Silas stared, struck by how regal the vexatious creature appeared. ‘What has he done?’
‘All he could to ensure his precious Lord Death escaped.’ Lucifer emerged from the shadows, every bit the spectre the souls had been. ‘You did not think it willpower alone that held that gateway open for you, did you? But if you two insist on standing there gawking, it will be all for nothing. Move. The cockaigne is being sealed away, and this church will go with it.’
‘Is he trapped there?’ Silas gestured at the stained glass, feeling rather sickened at the thought of such a fate for the horseman. ‘Is there nothing we can do for him?’
He searched for the souls, thinking perhaps they might have seen how the Dullahan got himself into the bind to begin with, but his ethereal audience was gone.

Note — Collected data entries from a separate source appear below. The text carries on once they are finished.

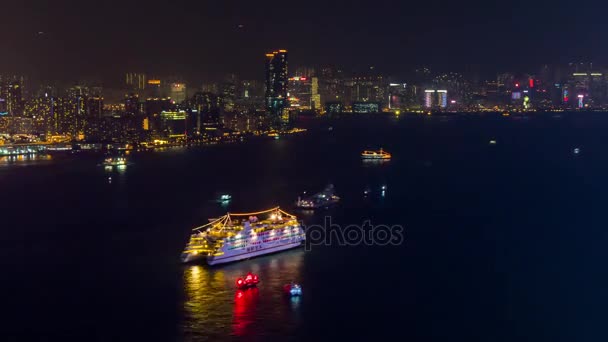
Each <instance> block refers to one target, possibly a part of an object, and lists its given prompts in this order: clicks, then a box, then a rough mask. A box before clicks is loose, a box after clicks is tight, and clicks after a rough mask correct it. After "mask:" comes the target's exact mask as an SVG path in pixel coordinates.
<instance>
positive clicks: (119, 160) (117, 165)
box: [103, 157, 127, 166]
mask: <svg viewBox="0 0 608 342" xmlns="http://www.w3.org/2000/svg"><path fill="white" fill-rule="evenodd" d="M124 165H127V158H125V157H107V158H106V159H105V160H104V161H103V166H124Z"/></svg>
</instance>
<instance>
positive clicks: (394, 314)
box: [0, 113, 608, 341]
mask: <svg viewBox="0 0 608 342" xmlns="http://www.w3.org/2000/svg"><path fill="white" fill-rule="evenodd" d="M327 125H328V123H312V124H311V130H310V131H309V132H308V133H307V134H305V135H301V136H290V137H286V138H283V139H281V140H277V141H271V140H268V141H253V142H249V143H246V144H241V145H226V146H213V147H207V148H193V149H177V150H169V151H166V152H158V153H142V154H134V155H132V161H133V163H134V164H133V165H130V166H128V167H127V169H126V170H124V171H121V172H117V171H113V172H110V173H109V172H107V171H105V170H104V169H103V168H102V167H99V166H97V164H98V163H99V161H100V158H99V157H97V156H94V157H87V156H81V157H55V158H53V159H51V160H35V161H30V162H26V161H21V162H18V161H8V160H6V159H5V160H0V200H1V206H0V213H1V216H0V263H1V264H0V265H1V266H2V267H1V269H2V274H1V279H2V281H1V285H0V290H1V292H0V293H2V300H1V303H0V305H1V307H2V319H1V324H0V337H2V338H1V340H3V341H5V340H6V341H12V340H16V341H20V340H36V341H65V340H80V341H119V340H120V341H122V340H130V341H145V340H147V341H206V340H213V341H216V340H232V339H240V338H244V339H248V340H268V339H279V338H281V337H284V338H285V339H293V340H334V339H336V338H340V339H357V338H370V339H374V340H379V339H381V338H389V337H393V338H399V340H403V341H406V340H409V341H525V340H528V341H532V340H534V341H601V340H606V338H607V337H608V331H607V330H606V328H605V321H606V317H608V315H607V314H608V309H607V308H608V271H607V268H606V262H605V261H606V259H607V258H608V248H606V246H607V243H608V225H607V223H608V210H607V209H606V207H607V203H608V202H607V200H608V152H607V151H608V134H607V133H606V132H608V114H598V113H592V114H570V115H568V114H565V115H563V116H562V117H561V118H555V117H553V116H552V115H550V114H546V115H541V116H538V117H531V118H529V119H516V118H509V119H505V118H502V117H496V116H486V117H482V118H479V117H456V118H438V117H433V118H407V117H402V118H400V119H395V118H387V117H378V118H357V119H344V120H341V121H336V122H333V123H331V125H333V127H334V129H333V131H331V132H330V131H328V130H327V129H326V127H327ZM492 139H495V140H496V141H497V144H496V145H494V146H491V145H490V144H489V141H490V140H492ZM373 147H384V148H385V149H386V150H388V151H390V152H391V153H392V154H393V156H394V158H393V160H392V161H391V162H390V163H387V164H383V165H370V164H364V163H362V162H361V160H360V158H359V153H360V151H361V150H363V149H365V148H373ZM577 147H578V148H580V149H581V153H580V154H579V155H575V154H574V153H573V149H574V148H577ZM108 177H112V181H111V183H110V182H109V181H108ZM330 182H331V183H333V184H334V185H335V187H336V189H337V192H338V194H339V195H340V196H341V197H342V198H343V202H342V203H341V204H340V205H339V206H337V207H335V208H333V209H329V210H323V211H321V212H319V213H315V214H307V213H299V217H301V219H302V220H303V221H304V223H305V224H309V225H310V224H316V223H322V222H323V219H324V216H325V215H329V216H331V217H332V222H333V223H336V224H340V225H348V224H362V223H363V222H364V221H365V220H368V219H370V220H371V221H372V223H374V224H386V225H401V226H403V227H404V229H405V240H404V243H403V244H402V245H400V246H350V247H344V246H338V245H335V244H334V245H329V246H314V247H313V248H312V250H311V251H304V250H303V249H300V250H293V251H290V252H286V253H282V254H276V255H272V256H266V257H262V258H258V259H254V260H250V261H245V262H241V263H237V264H231V265H228V266H220V267H215V268H209V267H207V266H203V265H187V266H184V265H181V264H180V263H179V255H180V252H181V250H182V248H183V246H184V244H185V243H186V241H187V239H188V235H189V230H190V228H192V227H194V226H197V225H200V224H202V223H205V222H206V220H207V218H208V217H213V216H216V215H220V214H223V213H224V212H225V211H226V209H224V208H222V207H221V206H220V205H219V204H216V203H213V202H212V199H213V197H214V196H215V195H216V194H217V193H218V192H229V193H231V194H232V195H233V197H234V201H233V203H232V204H230V206H229V208H228V209H229V210H231V211H243V210H244V211H250V210H259V209H265V208H268V207H271V206H274V205H281V206H282V207H284V208H285V209H286V210H288V211H291V209H292V208H291V207H292V204H293V202H294V201H295V199H296V198H297V196H298V194H299V193H300V192H301V191H304V190H307V191H309V192H312V191H317V190H320V189H322V188H323V187H324V186H325V185H327V184H328V183H330ZM383 185H386V187H387V190H386V192H385V194H384V196H382V194H381V192H380V187H381V186H383ZM366 188H369V189H370V190H372V193H371V194H370V195H369V196H367V197H365V196H364V195H363V191H364V190H365V189H366ZM249 270H252V271H254V272H258V273H259V274H260V276H261V278H262V284H261V285H260V287H259V289H258V290H256V291H250V292H248V293H246V294H245V295H244V296H243V297H235V291H234V288H233V284H234V280H235V278H236V277H238V276H240V275H242V274H244V273H246V272H247V271H249ZM291 280H296V281H299V282H301V283H302V285H303V288H304V296H303V297H302V298H301V299H300V300H299V301H292V300H288V299H286V298H284V297H283V295H282V293H281V287H282V285H283V284H285V283H287V282H289V281H291Z"/></svg>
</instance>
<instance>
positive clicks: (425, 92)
mask: <svg viewBox="0 0 608 342" xmlns="http://www.w3.org/2000/svg"><path fill="white" fill-rule="evenodd" d="M434 97H435V90H432V89H427V90H425V91H424V108H428V109H430V108H432V107H433V104H434V103H435V101H433V98H434Z"/></svg>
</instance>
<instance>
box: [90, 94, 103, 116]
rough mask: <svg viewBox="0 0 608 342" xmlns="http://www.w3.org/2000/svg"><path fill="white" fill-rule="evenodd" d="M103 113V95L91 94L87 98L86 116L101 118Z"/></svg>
mask: <svg viewBox="0 0 608 342" xmlns="http://www.w3.org/2000/svg"><path fill="white" fill-rule="evenodd" d="M102 115H103V97H101V96H93V97H89V98H88V99H87V117H88V118H90V119H101V116H102Z"/></svg>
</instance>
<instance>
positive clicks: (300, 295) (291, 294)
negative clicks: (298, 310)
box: [283, 283, 302, 297]
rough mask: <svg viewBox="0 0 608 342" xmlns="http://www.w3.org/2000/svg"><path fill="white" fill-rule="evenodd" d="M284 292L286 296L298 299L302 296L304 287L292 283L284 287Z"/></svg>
mask: <svg viewBox="0 0 608 342" xmlns="http://www.w3.org/2000/svg"><path fill="white" fill-rule="evenodd" d="M283 291H284V292H285V294H286V295H289V296H291V297H297V296H301V295H302V286H300V284H296V283H291V284H287V285H285V286H283Z"/></svg>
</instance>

‘I have no bloody idea the ways of such creatures, especially those of the UnSeelie Court. The Dullahan made his choice freely, Mr Mercer, for you. Now go, don’t waste his sacrifice.’
Another laborious groan punctuated his order. Lucifer took his own advice, striding down the aisle. His boots sloshed in the water-logged carpet but the daemon himself was dry as a desert. Not an oil-slicked hair out of place, armour shining as though freshly polished.
‘That includes you, woman.’ Lucifer barged past Tyvain.
She flicked her middle finger at the king, which he did not see on account of now barging past Silas and Pitch. ‘Move you fools.’
Dust rattled from the beams and stonework, coming down like a dry rain. Silas coughed as he ushered Pitch ahead of him. ‘Quickly, Tyvain.’
The pews Silas had unsettled jolted with the vibrations that gripped the church. The floorboards jumped beneath the carpet runner, several puncturing the deep claret carpet.
The first of the support beams fell as Silas and Pitch crossed the threshold.
‘Tyvain,’ Silas cried.
‘Right behind ya.’
They all dashed down the short flight of stairs onto the flattened-earth path that led from door to gate.
Another resounding crash emanated from the church.
Pitch and Silas turned back in unison. But there was not the destruction Silas had thought to find. Rather there was ruin. The church appeared derelict. A hundred years of growth and crumbling brickwork landed on it in a moment. The small structure, with its squat square tower and its evil eye in the stonework was consumed by thick winds of creeping brambles. Massive thorns, like sabre blades, curve off the branches, and the thick green foliage was copper tinged at the edges, giving the sense that even the leaves would be found razor sharp. The thorn nearest the door they’d just fled through had strands of bright orange hair dangling from it.